Disease burden of children born to kidney transplanted women from birth and beyond

Dr Erandi Hewawasam1,2,3, Dr Christopher Davies1,2,3, Dr Brooke Huuskes3,4, Prof Elizabeth Sullivan5, Prof Stephen McDonald1,2,3,6, Prof Shilpanjali Jesudason1,2,3,6, Dr Nishanta Tangirala1

1Australia and New Zealand Dialysis and Transplant Registry (ANZDATA), South Australian Health and Medical Research Institute (SAHMRI), Adelaide, Australia, 2Faculty of Health and Medical Research Institute, University of Adelaide, Adelaide, Australia, 3Pregnancy and Kidney Research Australia, Adelaide, Australia, 4Department of Microbiology, Anatomy, Physiology and Pharmacology, School of Agriculture, Biomedicine and Environment, La Trobe University, , Australia, 5Faculty of Health and Medicine, University of New Castle, , Australia, 6Central Northern Adelaide Renal and Transplantation Services (CNARTS), Royal Adelaide Hospital, Adelaide, Australia

Biography:

Dr Hewawasam is a postdoctoral research fellow at the ANZDATA registry at SA Health and Medical Research Institute (SAHMRI).

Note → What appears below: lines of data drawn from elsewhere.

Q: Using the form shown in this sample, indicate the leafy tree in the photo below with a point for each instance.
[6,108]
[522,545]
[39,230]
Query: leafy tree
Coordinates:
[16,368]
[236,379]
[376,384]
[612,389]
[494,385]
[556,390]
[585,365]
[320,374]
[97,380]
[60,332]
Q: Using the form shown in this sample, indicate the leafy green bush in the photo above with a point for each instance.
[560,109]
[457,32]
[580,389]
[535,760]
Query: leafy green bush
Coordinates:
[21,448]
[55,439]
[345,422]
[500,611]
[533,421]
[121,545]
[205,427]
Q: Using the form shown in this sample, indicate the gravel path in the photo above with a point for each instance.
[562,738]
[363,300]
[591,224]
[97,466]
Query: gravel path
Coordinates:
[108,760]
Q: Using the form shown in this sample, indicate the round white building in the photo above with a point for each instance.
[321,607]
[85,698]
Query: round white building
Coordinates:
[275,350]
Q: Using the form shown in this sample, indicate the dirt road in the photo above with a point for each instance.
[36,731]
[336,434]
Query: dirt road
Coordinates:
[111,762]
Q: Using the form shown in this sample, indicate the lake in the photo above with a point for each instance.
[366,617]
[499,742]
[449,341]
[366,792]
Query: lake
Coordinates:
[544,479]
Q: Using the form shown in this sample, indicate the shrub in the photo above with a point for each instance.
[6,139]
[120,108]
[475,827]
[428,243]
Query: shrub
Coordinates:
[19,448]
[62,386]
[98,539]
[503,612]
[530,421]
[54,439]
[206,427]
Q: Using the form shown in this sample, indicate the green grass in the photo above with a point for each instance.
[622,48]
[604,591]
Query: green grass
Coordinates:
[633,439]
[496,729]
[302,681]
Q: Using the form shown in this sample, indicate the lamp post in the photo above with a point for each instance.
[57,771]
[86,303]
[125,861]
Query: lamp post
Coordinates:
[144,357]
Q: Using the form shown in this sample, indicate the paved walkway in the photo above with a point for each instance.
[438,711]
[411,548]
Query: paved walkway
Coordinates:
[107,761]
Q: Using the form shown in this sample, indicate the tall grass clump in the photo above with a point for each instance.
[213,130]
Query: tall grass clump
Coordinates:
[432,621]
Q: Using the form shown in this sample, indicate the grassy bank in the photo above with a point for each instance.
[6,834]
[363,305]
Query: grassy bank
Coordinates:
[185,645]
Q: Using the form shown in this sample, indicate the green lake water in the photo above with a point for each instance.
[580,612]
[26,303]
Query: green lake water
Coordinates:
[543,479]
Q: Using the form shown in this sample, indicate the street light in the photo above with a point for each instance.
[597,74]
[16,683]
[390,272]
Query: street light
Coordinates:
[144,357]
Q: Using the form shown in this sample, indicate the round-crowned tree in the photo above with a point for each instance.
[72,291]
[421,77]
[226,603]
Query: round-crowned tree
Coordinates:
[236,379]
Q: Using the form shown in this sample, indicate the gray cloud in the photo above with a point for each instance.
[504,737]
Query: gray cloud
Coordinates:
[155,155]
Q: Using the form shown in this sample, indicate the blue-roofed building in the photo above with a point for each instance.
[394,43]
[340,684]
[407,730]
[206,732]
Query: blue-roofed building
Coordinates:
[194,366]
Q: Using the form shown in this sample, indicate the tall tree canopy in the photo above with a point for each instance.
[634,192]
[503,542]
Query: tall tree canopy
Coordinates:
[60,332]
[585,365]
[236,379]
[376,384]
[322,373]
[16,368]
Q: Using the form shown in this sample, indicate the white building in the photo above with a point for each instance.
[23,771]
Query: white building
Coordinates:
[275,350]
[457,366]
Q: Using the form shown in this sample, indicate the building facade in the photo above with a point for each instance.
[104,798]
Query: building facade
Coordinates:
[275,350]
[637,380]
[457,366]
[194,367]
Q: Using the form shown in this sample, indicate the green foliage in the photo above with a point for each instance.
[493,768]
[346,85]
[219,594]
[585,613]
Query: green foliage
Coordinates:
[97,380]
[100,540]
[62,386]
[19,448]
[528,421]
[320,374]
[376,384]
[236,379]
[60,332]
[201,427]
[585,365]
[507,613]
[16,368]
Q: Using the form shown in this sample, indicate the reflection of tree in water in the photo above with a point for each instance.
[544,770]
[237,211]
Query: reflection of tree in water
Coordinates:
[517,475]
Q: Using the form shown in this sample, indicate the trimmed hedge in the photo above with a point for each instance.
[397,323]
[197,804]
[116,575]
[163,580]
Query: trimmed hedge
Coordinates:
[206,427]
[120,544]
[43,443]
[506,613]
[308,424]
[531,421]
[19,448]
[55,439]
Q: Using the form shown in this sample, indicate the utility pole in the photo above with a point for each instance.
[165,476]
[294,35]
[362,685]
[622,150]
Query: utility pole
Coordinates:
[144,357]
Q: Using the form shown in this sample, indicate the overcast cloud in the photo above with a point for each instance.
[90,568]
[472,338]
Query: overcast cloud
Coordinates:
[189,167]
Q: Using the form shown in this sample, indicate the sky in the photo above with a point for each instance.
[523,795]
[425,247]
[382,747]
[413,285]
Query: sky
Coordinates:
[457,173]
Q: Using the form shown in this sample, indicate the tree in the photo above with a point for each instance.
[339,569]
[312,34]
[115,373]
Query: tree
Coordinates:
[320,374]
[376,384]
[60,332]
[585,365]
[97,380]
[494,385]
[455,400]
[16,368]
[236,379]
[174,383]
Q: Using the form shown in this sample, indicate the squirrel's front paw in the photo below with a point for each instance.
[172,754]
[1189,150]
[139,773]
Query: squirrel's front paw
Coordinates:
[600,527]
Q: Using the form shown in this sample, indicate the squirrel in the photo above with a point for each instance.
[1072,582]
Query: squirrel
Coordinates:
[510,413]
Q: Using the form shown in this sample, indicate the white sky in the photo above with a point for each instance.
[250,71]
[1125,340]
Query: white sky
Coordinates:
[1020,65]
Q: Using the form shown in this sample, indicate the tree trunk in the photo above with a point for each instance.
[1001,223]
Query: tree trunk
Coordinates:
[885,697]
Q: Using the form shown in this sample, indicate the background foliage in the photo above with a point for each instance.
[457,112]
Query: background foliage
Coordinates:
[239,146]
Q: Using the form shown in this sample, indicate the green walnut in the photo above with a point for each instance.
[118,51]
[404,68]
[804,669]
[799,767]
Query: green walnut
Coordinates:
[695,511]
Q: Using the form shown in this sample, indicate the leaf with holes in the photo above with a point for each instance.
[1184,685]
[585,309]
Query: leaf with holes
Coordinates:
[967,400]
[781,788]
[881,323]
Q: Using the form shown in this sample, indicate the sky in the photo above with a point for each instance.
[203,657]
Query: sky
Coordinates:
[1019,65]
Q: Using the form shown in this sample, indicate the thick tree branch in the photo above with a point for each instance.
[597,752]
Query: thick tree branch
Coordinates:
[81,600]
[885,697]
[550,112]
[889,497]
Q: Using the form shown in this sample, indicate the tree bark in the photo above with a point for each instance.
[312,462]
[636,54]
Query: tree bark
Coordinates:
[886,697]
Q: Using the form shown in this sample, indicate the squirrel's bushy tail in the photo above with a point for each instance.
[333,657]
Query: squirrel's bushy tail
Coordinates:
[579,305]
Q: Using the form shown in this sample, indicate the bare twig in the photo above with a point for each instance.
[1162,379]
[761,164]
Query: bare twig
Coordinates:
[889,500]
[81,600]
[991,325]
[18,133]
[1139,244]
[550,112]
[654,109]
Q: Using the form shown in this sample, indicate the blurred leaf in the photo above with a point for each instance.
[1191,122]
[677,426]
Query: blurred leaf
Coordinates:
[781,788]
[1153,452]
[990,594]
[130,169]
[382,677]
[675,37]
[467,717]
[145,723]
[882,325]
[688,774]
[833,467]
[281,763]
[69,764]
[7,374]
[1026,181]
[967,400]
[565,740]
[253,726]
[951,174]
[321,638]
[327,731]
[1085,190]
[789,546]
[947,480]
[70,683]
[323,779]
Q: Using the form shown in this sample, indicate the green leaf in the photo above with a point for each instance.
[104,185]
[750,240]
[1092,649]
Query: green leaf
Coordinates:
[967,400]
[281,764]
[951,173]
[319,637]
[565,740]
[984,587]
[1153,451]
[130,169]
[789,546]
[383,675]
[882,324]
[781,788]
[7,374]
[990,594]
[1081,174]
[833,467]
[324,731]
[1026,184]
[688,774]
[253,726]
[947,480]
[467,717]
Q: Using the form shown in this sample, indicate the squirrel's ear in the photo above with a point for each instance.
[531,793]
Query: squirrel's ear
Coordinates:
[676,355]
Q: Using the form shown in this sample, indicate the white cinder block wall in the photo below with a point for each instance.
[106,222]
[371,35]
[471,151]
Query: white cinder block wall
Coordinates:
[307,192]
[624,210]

As the research coordinator of Pregnancy and Kidney Research Australia, she brings her expertise in coordinating data-linkage, registry studies, and consumer engagement to improve parenthood outcomes for Australians with kidney disease.

Abstract:

Aims: To investigate the short and long-term disease burden in children of transplanted mothers (C-Tx) versus those of mothers who had not received kidney replacement therapy (C-non-KRT, dialysis or transplantation).

Background: Despite increasing birth rates among kidney transplant recipients, their babies face heightened risks, including prematurity (<37 weeks’ gestation) and low birthweight (<2500g), with undefined long-term health implications.

Methods: We used linked Australia and New Zealand Dialysis and Transplant Registry (1970-2016), perinatal (births ≥20 weeks gestation, 1991-2013) and hospital admission datasets (until 2018) in SA, WA, ACT and NSW.

Results: Among 1,865,425 babies (6,063,327 hospital admissions), C-Tx had 137 birth and 551 subsequent admissions (99 babies).

Transplanted mothers, compared to non-KRT, were older (34 vs 30 years, p<0.001), and had 2-23 times higher rates of diabetes, chronic hypertension, pregnancy-induced hypertension (including pre-eclampsia), and caesarean sections, p<0.001. Their babies had 3-7 times higher rates of preterm birth, low birthweight, Apgar scores <7 and intensive care unit admissions p<0.001.

C-Tx had a median follow-up of 2.5 years [IQR: 0.9-5.3] (vs 2.9 years [1.1-5.4] C-non-KRT, p=0.03). Admissions per child were similar across groups: 40% had one admission, 20% had two, 15% had three, 5% had four, and 20% had five or more (p=0.07).

C-Tx had longer birth admissions (median 6 days, IQR: 4-16) than the C-non-KRT (3 days, 2-5, p<0.001), and a higher prevalence of conditions originating in the perinatal period during both birth admission (70% vs 34% C-non-KRT) and subsequent admissions (22% vs 8% C-non-KRT), p<0.001. These included disorders related to length of gestation/fetal growth, respiratory/cardiovascular, haemorrhagic/haematological, endocrine/metabolic, infections, and maternal factors/complications of pregnancy, labour and delivery, and were ~3-5 times more prevalent in C-Tx (p<0.05).

Conclusions: This Australian first study reveals significant perinatal morbidity from birth and beyond in C-Tx. Future prospective studies are essential to understand its impact and trajectory.